News   2024-12-27 01:31:19

The words “John Darnielle” and “professional wrestling” wouldn’t seem like a natural pairing, but given that The Mountain Goats’ frontman has recorded concept albums about meth addicts, domestic violence, group homes, and Bible verses, it probably shouldn’t surprise anyone that he’d get around to applying his precisely orchestrated folk-pop to a set of songs about big men in tights.

In a way, Beat The Champ is a natural progression from Darnielle’s 2014 novel Wolf In White Van, which followed a game-designer who holds on to his favorite adolescent methods of escape, B-movies and comics. Darnielle has said that Beat The Champ was inspired by his own memories of watching wrestling on fuzzy UHF channels as a boy, and picturing the world beyond the ring. It’s similar to what he’s always done with The Mountain Goats: look around himself, and use his imagination to fill in any missing details.

Still, the sound of The Mountain Goats is hardly the sound of the WWE (or its 1970s equivalent). Beat The Champ is a beautiful record, not a muscular one. Even when Darnielle indulges his heavy metal fanboy side and rocks hard on songs like “Choked Out” and “Werewolf Gimmick,” he sticks with his acoustic guitar, favoring cleanness over distortion.
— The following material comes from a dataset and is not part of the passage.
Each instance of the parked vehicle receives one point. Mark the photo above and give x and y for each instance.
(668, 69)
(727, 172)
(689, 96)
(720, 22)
And for most of the album, The Mountain Goats aim for soft, sweet, minimal arrangements, with strings and woodwinds tastefully accenting piano, guitar, and drums.

It’s remarkable how much sonic depth the band is able to achieve with so little. On first listen, the album-opener “Southwestern Territory” sounds almost like a demo for a Broadway number, while the songs “Fire Editorial” and “Luna” are breathy and jazzy, like cabaret. But with just the faint whine of a harmonica or with a short, twangy guitar solo, The Mountain Goats open up the environment of Beat The Champ, evoking dingy dressing rooms, exhausting road trips, and the tattered carpet where a kid plops down to watch his heroes fight.

Beat The Champ peters out a bit down the stretch, as Darnielle either starts to run low on melodic ideas or can’t keep the “wrestling as a window onto a larger landscape” conceit as fresh as it feels early on. But even though the album isn’t a total triumph, it’s well stocked with new Mountain Goats classics, like the spoken-word mini-drama “Stabbed To Death Outside San Juan,” and the peppy sketches “The Legend Of Chavo Guerrero” and “Foreign Object.”

Beat The Champ’s high point is the six-minute, steady-building “Heel Turn 2,” which turns the story of a wrestler becoming a villain into a powerful piece of self-examination, taking into account self-image, life choices, and legacies. It’s the kind of literary song that Darnielle does so well, expressing empathy for people in over their heads, while turning their lives into something hummable.